Revered management thinker Peter Drucker once wrote, “If you can’t replicate something because you don’t understand it, then it really hasn’t been invented; it’s only been done.” In many ways content modeling in Drupal has been done without being invented. There is no accepted method of analysis, no common format for specification, no process for change management, no best practices for testing. Consequently outcomes are highly variable. For this reason, we’re developing a discipline for content modeling at Acquia. It’s drastically reducing both costs and defect rates for us, and we’re sharing it with you in this post.
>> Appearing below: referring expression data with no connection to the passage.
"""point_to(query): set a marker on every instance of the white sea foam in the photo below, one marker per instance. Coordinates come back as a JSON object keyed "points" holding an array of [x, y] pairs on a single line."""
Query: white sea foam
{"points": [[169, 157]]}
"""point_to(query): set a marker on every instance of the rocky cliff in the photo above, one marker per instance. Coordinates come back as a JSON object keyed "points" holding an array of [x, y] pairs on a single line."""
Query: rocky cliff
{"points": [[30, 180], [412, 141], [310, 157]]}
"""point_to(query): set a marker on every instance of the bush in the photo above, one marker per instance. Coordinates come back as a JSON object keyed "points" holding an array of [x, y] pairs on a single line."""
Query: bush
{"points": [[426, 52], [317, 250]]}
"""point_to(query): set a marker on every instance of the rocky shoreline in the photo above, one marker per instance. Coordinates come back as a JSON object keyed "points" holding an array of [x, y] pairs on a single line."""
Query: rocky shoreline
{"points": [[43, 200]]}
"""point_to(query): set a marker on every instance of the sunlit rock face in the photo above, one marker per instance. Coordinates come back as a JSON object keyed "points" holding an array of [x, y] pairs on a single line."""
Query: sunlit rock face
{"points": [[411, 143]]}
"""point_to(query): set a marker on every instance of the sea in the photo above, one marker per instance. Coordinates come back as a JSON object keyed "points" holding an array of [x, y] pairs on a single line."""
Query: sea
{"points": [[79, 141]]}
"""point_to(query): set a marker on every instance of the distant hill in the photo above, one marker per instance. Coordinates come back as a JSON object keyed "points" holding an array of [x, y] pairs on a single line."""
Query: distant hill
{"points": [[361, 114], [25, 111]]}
Introducing the Drupal Spec Tool
The cornerstone of the discipline is something we call the Drupal Spec Tool, consisting of a spreadsheet and automated testing infrastructure.
Why a Specification Tool?
A standard specification format is an industry’s answer to the difficulty of validating, communicating, and conceptualizing complex solutions. Every professional domain has theirs: Object Oriented programmers have the UML, architects and engineers have the blueprint, and mathematicians have mathematical notation.
Without the blueprint, architects couldn’t validate a building design without actually constructing it; they couldn’t communicate it for execution except in lengthy prose; and no one could understand or reason about the design except by directly inspecting the in-progress construction. Anyone who has watched Drupal content model details pass from customer to technical architect to implementer to QA will readily perceive the parallels.
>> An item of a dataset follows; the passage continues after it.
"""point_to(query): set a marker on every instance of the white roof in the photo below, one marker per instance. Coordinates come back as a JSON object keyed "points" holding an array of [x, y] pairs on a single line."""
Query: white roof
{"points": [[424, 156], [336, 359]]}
Jira (or your favorite ticketing system) is not a good tool for specifying a content model. It’s great for managing the work of implementing one, but it’s not made for clearly presenting extensive technical details that change over time. It does nothing to help you ask the right questions when you’re with the customer (much less format the answers). And when someone later asks what the customer decided on a given point, you don’t want to have to search through tickets to find an answer that may or may not have been changed in a comment or a later ticket.
Why a Spreadsheet?
Because everything is a spreadsheet, really. The human brain seems to be wired to understand data in grids. Want to spot patterns in a complex data set? Arrange it in columns and rows. There’s a reason we learn our multiplication tables in grade school.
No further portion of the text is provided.